Another day, another acquisition: Private equity firm Reliant Equity Investors in March bought Westerly, RI-based Paragon Gifts Holdings, parent of gifts titles The Paragon and Bits and Pieces, from a group of private investors that included principal shareholders of New York-based Wand Partners. Reliant formed BlueSky Brands for the purposes of the acquisition, terms of which were not disclosed.
Sales figures were not disclosed either, but Paragon and Bits and Pieces are estimated to have annual revenue of more than $60 million. The Paragon has 669,000 12-month buyers; Bits and Pieces has 310,000 12-month buyers in the U.S. and 13,000 in the U.K.
Reliant has named Richard Hebert, an investor in BlueSky and a direct marketing veteran, as BlueSky’s CEO. Alan Segal, founder/president of Bits and Pieces, will serve as BlueSky’s executive vice president of merchandising. Paragon Gifts CEO Stephen Rowley will serve as an adviser and consultant to BlueSky.
“Our vision is to acquire, integrate, and grow a family of leading multichannel direct-to-consumer marketing companies focused on the sale of gifts and household products to the middle market,” Herbert said in a release.
This deal is yet another example of an equity house acquiring a platform catalog business, says Larry J. West, president of New York-based catalog intermediary West Cos., who, along with Jim Adams of Peterbrough, NH-based catalog intermediary and financial consultancy James C. Adams, advised Wand Partners in the deal.
West says that the Paragon and Bits and Pieces businesses are large enough to be a platform (at least $50 million in revenue) and have economies of scale in merchandise buying, catalog production, Website marketing, management, systems, and order processing. “This reflects favorably on our industry as an investment vehicle,” he says.

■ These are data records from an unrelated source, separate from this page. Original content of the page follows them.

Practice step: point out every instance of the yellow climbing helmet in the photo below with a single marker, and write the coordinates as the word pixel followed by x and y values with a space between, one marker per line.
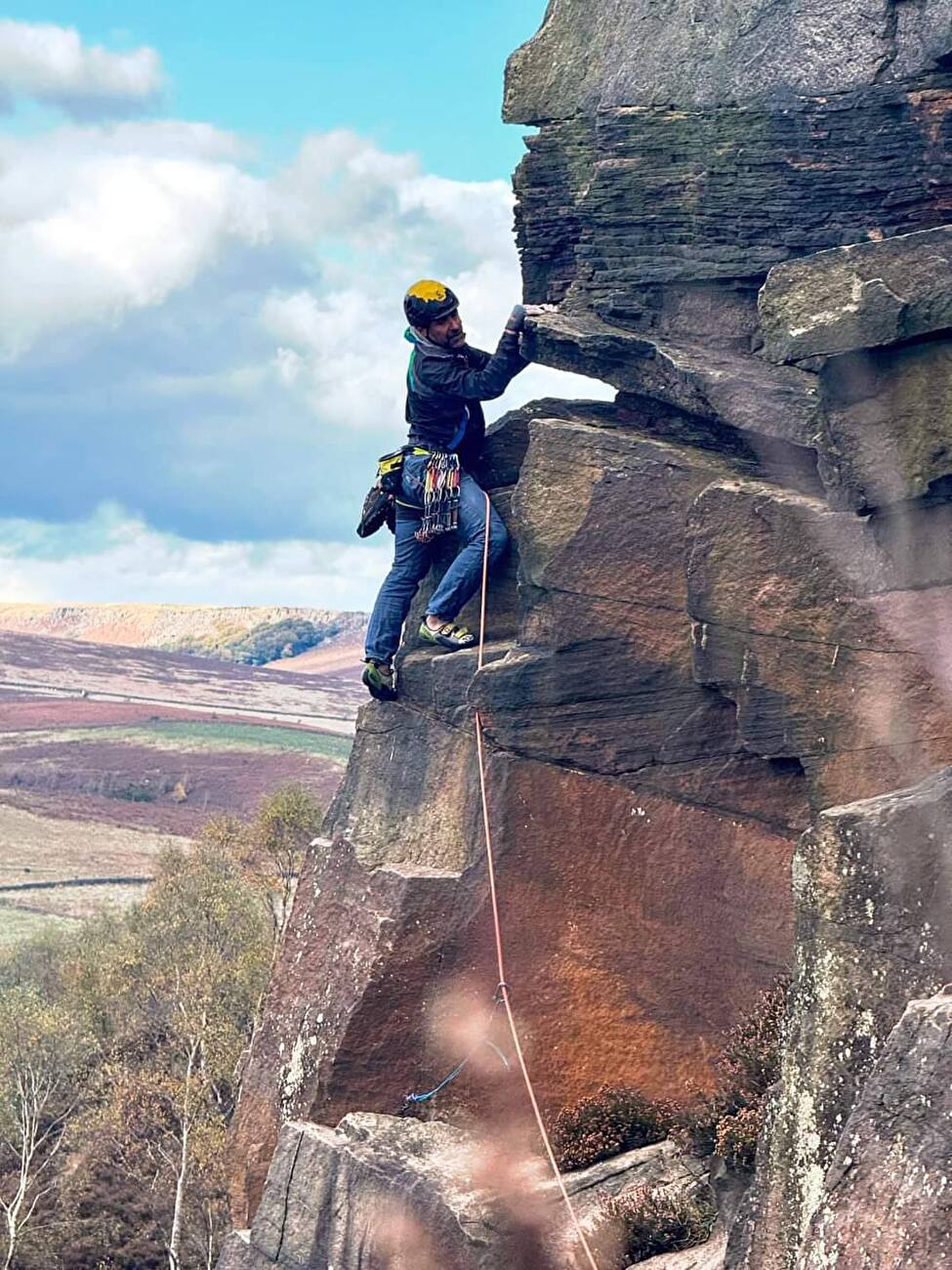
pixel 428 301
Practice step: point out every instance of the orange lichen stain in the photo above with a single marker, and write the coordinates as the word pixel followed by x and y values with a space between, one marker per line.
pixel 931 108
pixel 808 164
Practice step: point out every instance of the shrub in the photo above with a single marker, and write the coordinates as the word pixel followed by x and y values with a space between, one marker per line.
pixel 647 1220
pixel 727 1121
pixel 605 1122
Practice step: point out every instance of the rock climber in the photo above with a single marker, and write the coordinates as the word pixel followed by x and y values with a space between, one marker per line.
pixel 436 491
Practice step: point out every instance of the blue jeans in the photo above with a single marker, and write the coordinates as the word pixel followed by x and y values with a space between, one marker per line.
pixel 413 560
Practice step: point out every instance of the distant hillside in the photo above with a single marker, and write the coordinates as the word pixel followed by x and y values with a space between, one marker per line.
pixel 195 629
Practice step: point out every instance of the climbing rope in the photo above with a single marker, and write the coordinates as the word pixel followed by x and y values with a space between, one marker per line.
pixel 413 1100
pixel 503 991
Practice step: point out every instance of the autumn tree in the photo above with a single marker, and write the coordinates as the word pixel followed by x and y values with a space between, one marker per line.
pixel 197 955
pixel 43 1050
pixel 275 842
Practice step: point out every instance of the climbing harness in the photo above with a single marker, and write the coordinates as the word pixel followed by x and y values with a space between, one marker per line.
pixel 503 995
pixel 440 495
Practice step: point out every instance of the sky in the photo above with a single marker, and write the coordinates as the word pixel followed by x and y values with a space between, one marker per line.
pixel 208 217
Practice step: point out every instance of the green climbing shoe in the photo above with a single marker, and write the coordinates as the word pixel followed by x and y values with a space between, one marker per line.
pixel 379 678
pixel 448 635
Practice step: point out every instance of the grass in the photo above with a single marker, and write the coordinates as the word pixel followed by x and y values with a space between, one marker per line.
pixel 21 923
pixel 197 736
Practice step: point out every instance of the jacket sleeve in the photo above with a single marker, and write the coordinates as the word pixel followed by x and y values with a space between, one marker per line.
pixel 483 384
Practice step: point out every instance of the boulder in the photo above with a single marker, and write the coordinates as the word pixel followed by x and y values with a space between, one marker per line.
pixel 887 1199
pixel 665 221
pixel 772 402
pixel 596 54
pixel 874 894
pixel 382 1192
pixel 888 422
pixel 811 621
pixel 858 296
pixel 354 968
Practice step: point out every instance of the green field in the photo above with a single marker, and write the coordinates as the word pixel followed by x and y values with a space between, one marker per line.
pixel 21 923
pixel 195 736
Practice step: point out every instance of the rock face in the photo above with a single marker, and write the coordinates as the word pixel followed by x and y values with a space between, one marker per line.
pixel 724 610
pixel 380 1192
pixel 597 54
pixel 874 892
pixel 888 1201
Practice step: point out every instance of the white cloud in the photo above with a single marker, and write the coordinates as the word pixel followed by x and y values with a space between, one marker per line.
pixel 51 64
pixel 94 223
pixel 221 351
pixel 115 557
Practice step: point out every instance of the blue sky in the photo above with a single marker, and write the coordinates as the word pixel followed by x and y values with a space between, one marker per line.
pixel 207 220
pixel 407 76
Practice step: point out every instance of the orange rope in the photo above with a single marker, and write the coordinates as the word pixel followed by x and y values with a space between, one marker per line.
pixel 503 986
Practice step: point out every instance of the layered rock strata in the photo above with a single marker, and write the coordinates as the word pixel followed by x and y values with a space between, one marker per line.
pixel 888 1201
pixel 724 611
pixel 874 893
pixel 379 1192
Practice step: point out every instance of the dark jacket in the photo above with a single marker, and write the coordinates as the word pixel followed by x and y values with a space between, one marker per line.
pixel 444 388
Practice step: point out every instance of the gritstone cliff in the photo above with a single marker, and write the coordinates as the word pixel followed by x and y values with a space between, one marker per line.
pixel 726 609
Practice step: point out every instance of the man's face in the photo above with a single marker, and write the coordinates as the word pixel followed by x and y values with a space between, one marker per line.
pixel 447 331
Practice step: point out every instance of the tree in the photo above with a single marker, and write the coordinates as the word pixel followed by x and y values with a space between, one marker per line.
pixel 283 826
pixel 42 1050
pixel 198 952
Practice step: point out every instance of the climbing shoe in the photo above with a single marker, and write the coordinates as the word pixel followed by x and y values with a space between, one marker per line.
pixel 447 635
pixel 379 680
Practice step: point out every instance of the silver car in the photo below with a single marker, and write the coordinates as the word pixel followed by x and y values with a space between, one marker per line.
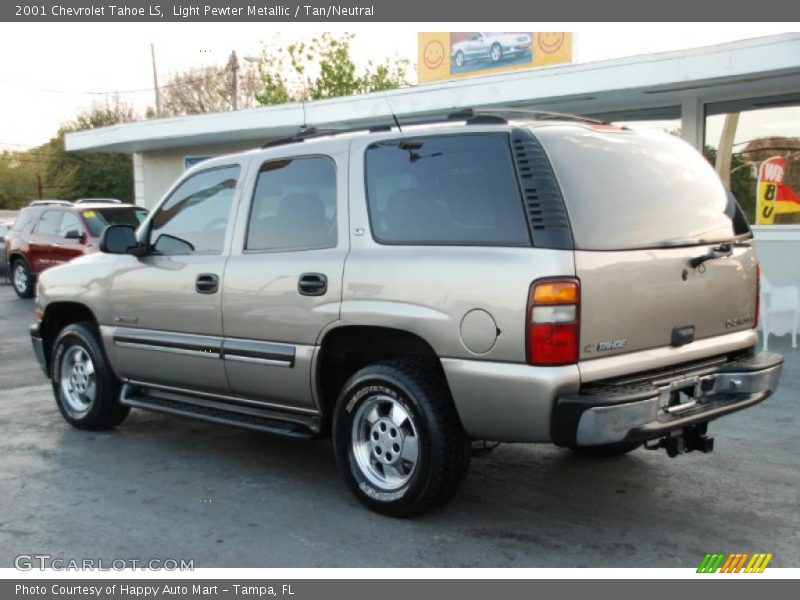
pixel 488 277
pixel 493 47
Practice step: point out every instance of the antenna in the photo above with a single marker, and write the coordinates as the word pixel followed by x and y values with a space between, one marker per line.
pixel 394 116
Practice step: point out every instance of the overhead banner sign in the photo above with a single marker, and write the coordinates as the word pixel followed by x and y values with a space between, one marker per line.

According to East Greenwich, RI-based catalog consultant Coy Clement, formerly president/CEO and board member of Paragon, the business has always been “consistently profitable” but its growth prospects had been “constrained” because its Westerly warehouse needed expansion. Last year Paragon approximately doubled its warehouse size in time for the holidays. “The added capacity helped take the brakes off growth,” Clement says.
The rise of the EIR
According to West, the Paragon deal is emblematic of what’s known as an executive-in-residence (EIR) driven acquisition, in which the acquiring entity, partners with and installs a seasoned catalog executive to run the purchased business. Paragon’s Hebert, who had held a senior management position in direct marketer MBI, had worked with Reliant to help complete the Paragon acquisition.
Other examples of EIR-driven deals include Cleveland-based Linsalata Capital’s purchase of multititle mailer Potpourri Group, headed by Jack Rosenfeld, in late 2002, and the acquisition of Chef’s Catalog and installation of Jon Medved as CEO by Pikes Peak Direct Marketing, a company formed by San Francisco-based equity investor JH Partners, this past November.
Senior debt financing for the Paragon deal was provided by Sovereign Bank New England, a subsidiary of Sovereign Bancorp of Philadelphia; subordinated debt was provided by Smith Whiley & Company of Hartford, CT.